See that? See how Cas isn’t looking Dean in the eye? It’s because he can’t. Try listening to the man you rebelled for, fell for, died many times over for, call out to you every single night. Try listening for his cries for help and pleas to know if you’re even alive or if he’s truly all alone. Try using every last ounce of self control you have not to return to his side and tell him that you never left him, that you were there protecting him all along. Try risking him hating you just so he’ll leave you behind and have an actual shot at getting out. Try doing all of that, and then tell me if you’d be able to look him in the eye when you tell him, “I know.”
and Dean probably told him stuff he would not tell him face to face
For sure. Things that he only had the courage to say because he knew there was no way Cas could hear him — if Cas could hear him then Cas would be there by his side. Cas would never just ignore him. But Cas heard everything. He heard everything and he still couldn’t go. But oh, how we wanted to.
Sometimes I wonder what Dean might have said — I mean he was stuck in Purgatory for a whole year and he prayed every night — he must have really opened up after the first month or so — though Dean Winchester will deny that until the day he died. I wonder if he sat there at night with his fingers laced together like a good Christian boy because he thought maybe that would make Cas hear him better? I wonder if he sat awake during those precious few hours of sleep while Benny took his turn on watch just to pray, even though after a year he knew the prayers were going unheard. But he would still keep looking. He could just feel that Cas wasn’t completely gone.
Still, the praying was a comfort even if Cas couldn’t hear. Sometimes he was sort of happy about that, because he started saying things that he could never let the angel know about. I think he got by imagining that Cas was right there in front of him, cocking his head like a curious little bird as Dean recounted the monsters he’d killed today and how he’d interrogated them for Cas’ whereabouts. Cas would shake his head and try to start chiding him for looking and not leaving as soon as he could, but Dean imagined he would silently stop the words tumbling out of Cas’ mouth by a shy brush of his lips and a tug on the collar of his dirty, ratty trenchcoat.
Cas would know about all of it.

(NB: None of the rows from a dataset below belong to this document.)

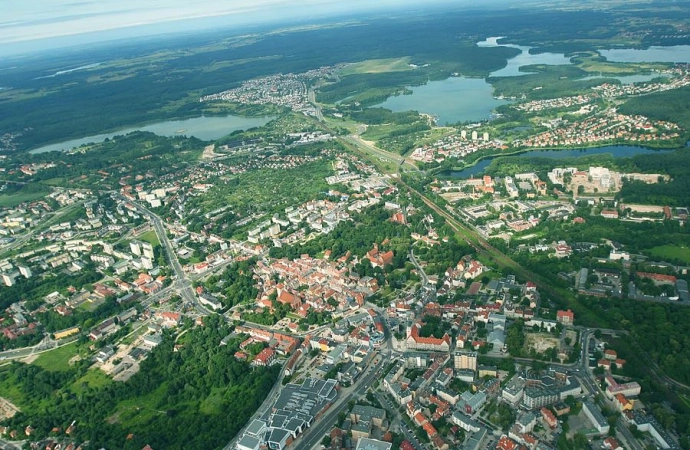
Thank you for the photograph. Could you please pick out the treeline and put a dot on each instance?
(137, 153)
(196, 398)
(675, 192)
(670, 105)
(358, 237)
(237, 283)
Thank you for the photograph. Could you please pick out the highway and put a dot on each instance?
(381, 154)
(183, 285)
(414, 261)
(263, 409)
(315, 434)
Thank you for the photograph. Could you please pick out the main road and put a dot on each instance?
(183, 283)
(315, 434)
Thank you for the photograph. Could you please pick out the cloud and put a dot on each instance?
(40, 19)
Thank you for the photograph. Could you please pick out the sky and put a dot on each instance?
(33, 24)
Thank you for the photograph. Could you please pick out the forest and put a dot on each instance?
(178, 400)
(102, 165)
(163, 78)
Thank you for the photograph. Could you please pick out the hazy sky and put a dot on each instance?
(30, 20)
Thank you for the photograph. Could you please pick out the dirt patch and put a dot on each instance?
(7, 409)
(540, 342)
(29, 359)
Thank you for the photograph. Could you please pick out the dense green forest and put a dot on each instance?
(672, 193)
(161, 79)
(195, 398)
(673, 106)
(101, 165)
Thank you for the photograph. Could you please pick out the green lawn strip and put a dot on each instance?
(57, 359)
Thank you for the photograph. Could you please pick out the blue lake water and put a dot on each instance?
(204, 128)
(523, 59)
(455, 99)
(672, 54)
(628, 79)
(618, 151)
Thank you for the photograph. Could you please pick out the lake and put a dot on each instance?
(628, 79)
(618, 151)
(204, 128)
(455, 99)
(672, 54)
(512, 69)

He would be able to feel the want and the desire and the longing in Dean, and in his own little dark corner of Purgatory he would wrap his coat a little tighter around himself; not out of chill but loneliness. A sad smile would creep across his lips as Dean finally muttered “Amen” and drifted off to sleep, and Cas could sense he was at rest, at least for a few precious hours. And then he would snap back to reality as he heard the twig break off in the distance and feel the overwhelming sensation of being watched, hunted. In an instant he would be on his feet and he would spirit himself away to another God-forsaken, lonely corner of this personal hell, as far away as possible from Dean. Just to keep him safe for at least one more night. That is, until tomorrow when Dean says “Cas, it’s me again,” and Cas will be right there listening to every word.